Dr. Ronald Turner
Ronald Turner, MD, is Professor of Pediatrics and Associate Dean for Clinical Research at the University of Virginia School of Medicine. Dr. Turner earned his MD degree from Southern Illinois University and did his training in Pediatrics and Pediatric Infectious Diseases at Columbus Children’s Hospital (Ohio State University) and the University of Virginia. He subsequently served in faculty positions at the University of Utah and the Medical University of South Carolina. In addition to his administrative role at the University of Virginia, Dr. Turner has clinical care and teaching responsibilities in General Pediatrics and Pediatric Infectious Diseases. His research interests are directed at the pathogenesis and treatment of viral respiratory infections.
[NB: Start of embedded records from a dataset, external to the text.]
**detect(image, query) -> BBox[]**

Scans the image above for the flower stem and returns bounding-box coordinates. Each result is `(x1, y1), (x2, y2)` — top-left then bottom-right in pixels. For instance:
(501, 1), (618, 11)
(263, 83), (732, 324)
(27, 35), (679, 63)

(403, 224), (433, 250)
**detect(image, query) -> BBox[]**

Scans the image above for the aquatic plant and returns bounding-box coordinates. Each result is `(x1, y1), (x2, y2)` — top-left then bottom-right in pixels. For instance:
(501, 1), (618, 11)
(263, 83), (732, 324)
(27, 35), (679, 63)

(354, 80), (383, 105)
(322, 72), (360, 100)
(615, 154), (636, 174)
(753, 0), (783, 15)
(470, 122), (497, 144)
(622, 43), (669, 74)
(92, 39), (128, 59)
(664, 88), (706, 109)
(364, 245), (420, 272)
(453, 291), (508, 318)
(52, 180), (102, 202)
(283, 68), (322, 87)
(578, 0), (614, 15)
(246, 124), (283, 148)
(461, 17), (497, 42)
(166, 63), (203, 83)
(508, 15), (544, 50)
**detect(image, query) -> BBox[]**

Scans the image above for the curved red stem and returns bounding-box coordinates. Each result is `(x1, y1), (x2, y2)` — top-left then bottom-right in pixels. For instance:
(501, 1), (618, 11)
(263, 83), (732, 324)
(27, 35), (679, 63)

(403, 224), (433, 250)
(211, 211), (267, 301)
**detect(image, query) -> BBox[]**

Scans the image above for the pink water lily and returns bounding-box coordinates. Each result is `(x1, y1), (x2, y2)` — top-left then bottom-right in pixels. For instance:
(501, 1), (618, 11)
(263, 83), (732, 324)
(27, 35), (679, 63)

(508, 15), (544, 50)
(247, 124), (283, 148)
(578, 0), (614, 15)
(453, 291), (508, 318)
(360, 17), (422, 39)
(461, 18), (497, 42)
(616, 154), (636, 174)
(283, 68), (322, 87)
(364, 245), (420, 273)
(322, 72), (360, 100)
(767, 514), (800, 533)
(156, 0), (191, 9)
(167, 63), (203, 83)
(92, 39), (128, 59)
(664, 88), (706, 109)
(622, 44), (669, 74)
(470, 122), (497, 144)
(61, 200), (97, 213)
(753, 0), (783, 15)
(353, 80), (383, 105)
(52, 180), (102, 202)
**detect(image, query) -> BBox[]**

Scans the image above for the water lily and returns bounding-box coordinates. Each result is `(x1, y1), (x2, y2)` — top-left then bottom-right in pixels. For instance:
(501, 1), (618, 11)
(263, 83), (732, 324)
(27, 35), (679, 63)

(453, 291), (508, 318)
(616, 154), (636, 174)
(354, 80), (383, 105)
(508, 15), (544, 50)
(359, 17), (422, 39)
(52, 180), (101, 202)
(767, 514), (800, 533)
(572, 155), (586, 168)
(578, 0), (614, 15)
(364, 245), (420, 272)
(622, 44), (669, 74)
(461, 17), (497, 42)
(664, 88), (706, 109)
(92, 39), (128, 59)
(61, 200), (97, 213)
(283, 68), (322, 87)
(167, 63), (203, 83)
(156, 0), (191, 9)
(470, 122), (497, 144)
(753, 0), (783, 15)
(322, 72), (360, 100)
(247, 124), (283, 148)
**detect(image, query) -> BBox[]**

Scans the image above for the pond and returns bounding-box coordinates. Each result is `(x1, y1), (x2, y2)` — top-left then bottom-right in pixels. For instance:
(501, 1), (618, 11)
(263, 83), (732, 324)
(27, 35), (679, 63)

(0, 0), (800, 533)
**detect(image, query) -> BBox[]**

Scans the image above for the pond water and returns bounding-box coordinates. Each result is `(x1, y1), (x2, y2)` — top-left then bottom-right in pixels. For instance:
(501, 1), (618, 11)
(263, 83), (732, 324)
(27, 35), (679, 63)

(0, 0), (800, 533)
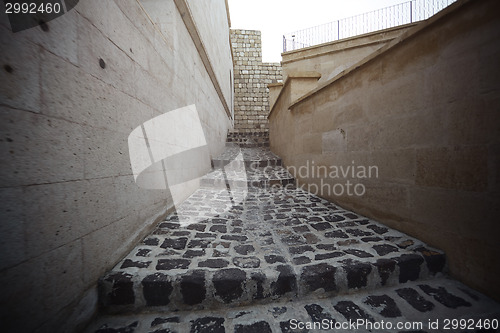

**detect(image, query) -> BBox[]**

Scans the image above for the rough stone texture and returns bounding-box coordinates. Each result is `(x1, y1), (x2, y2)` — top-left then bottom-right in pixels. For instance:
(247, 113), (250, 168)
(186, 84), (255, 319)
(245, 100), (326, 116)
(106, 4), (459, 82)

(269, 0), (500, 299)
(231, 30), (282, 137)
(0, 0), (232, 332)
(85, 279), (500, 333)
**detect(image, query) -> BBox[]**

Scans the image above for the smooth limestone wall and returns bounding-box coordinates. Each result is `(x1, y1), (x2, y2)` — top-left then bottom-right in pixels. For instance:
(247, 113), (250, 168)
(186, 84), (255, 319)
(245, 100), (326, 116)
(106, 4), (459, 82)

(231, 30), (282, 133)
(269, 0), (500, 299)
(281, 23), (417, 84)
(0, 0), (232, 332)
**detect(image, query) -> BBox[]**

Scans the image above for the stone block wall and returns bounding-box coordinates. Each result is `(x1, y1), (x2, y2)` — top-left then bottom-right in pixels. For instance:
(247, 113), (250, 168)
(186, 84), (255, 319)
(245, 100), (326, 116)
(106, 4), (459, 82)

(231, 30), (282, 134)
(270, 0), (500, 299)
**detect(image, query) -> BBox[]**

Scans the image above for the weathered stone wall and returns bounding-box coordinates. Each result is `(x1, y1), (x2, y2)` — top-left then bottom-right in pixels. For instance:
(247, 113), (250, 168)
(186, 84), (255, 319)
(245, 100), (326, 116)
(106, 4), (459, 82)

(231, 30), (282, 133)
(270, 0), (500, 299)
(0, 0), (233, 332)
(281, 23), (417, 84)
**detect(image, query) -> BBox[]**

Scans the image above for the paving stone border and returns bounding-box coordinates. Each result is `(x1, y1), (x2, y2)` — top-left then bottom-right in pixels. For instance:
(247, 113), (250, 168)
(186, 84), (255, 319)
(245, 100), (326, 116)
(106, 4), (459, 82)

(86, 278), (500, 333)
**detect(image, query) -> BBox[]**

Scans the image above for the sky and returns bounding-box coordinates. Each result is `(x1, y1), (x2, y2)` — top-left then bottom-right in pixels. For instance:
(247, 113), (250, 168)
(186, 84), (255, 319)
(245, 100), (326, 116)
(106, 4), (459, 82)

(228, 0), (408, 62)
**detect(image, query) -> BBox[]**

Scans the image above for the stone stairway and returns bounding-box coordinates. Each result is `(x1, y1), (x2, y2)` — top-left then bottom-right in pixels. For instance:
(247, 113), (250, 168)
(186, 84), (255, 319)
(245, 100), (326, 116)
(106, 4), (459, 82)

(88, 134), (500, 333)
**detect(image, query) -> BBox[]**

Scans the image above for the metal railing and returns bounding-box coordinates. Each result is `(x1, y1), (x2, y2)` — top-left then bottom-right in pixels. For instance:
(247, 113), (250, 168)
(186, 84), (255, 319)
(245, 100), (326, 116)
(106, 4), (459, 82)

(283, 0), (456, 52)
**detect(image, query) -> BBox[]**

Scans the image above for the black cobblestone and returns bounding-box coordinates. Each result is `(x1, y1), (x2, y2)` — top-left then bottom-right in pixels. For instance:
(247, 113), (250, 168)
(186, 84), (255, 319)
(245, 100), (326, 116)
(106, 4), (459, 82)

(365, 295), (401, 318)
(213, 268), (246, 303)
(396, 288), (434, 312)
(181, 270), (207, 305)
(142, 273), (174, 306)
(234, 321), (273, 333)
(189, 317), (226, 333)
(419, 284), (472, 309)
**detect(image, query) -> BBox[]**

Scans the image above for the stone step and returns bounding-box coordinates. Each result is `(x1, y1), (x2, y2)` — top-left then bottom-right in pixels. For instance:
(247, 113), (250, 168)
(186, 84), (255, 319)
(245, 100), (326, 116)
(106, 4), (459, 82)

(85, 278), (500, 333)
(100, 187), (445, 313)
(201, 164), (295, 188)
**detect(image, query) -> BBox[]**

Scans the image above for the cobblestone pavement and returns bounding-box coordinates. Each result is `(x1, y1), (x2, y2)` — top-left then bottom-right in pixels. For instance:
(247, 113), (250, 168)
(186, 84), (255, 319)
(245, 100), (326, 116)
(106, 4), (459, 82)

(86, 278), (500, 333)
(89, 146), (498, 333)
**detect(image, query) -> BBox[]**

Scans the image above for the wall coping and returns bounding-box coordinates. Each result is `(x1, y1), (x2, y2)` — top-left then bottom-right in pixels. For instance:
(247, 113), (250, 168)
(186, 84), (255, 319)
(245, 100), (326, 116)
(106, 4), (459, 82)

(281, 22), (420, 64)
(288, 0), (475, 111)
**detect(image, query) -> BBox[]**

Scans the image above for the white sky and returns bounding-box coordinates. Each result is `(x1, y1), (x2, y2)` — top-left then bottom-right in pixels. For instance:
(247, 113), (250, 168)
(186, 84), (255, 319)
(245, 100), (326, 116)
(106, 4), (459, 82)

(229, 0), (408, 62)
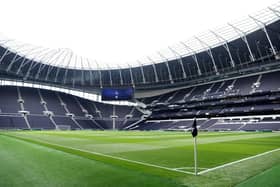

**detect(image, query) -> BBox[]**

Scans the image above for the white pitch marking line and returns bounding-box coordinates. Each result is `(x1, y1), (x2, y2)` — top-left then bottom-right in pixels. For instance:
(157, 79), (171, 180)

(198, 148), (280, 175)
(174, 167), (209, 170)
(7, 136), (194, 175)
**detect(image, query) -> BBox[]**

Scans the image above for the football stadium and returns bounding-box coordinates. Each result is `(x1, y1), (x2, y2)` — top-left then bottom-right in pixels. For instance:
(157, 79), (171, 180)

(0, 0), (280, 187)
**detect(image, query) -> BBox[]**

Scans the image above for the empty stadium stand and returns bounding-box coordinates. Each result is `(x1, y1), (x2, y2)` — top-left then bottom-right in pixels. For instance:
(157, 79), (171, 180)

(0, 86), (143, 130)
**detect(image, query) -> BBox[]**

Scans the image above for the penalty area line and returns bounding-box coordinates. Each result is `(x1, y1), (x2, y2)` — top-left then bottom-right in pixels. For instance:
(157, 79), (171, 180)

(5, 135), (195, 175)
(198, 148), (280, 175)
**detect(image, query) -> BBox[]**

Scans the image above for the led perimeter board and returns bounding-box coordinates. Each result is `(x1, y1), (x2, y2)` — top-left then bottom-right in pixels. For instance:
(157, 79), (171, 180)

(101, 87), (134, 101)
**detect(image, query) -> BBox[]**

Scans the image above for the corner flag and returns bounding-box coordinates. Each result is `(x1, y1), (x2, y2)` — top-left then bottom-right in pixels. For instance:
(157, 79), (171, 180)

(192, 118), (197, 137)
(192, 118), (198, 175)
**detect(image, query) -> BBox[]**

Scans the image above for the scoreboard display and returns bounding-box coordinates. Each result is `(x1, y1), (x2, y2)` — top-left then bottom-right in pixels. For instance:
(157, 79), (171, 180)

(101, 87), (134, 101)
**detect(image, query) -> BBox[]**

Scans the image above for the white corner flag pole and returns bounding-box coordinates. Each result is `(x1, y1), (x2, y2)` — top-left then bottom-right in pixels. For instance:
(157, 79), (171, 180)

Host: Are there medicines I can take for the cold?
Ronald Turner: Well, there are no medicines that cure a cold, but there are no medicines that will shorten the duration of the cold, but there are symptomatic medications that are useful for relieving symptoms. So, if the primary symptom that you are experiencing is pain, if it is sore throat or headache, obviously, analgesics are useful for treatment of pain.
If your primary symptom is nasal obstruction, the topical nasal decongestants, the nose sprays are very effective for relieving nasal obstruction. You have to be careful with them because overuse can actually lead to a rebound effect. Then if you have runny nose, the first generation antihistamines that is the antihistamines that are associated with sedation and sleepiness are effective for the treatment of the runny nose associated with colds. So, the effect of that is about a 30% reduction in runny nose which you have to balance off against the fact that those symptoms are going to be or those treatments are going to be associated with sedation in a large number of people.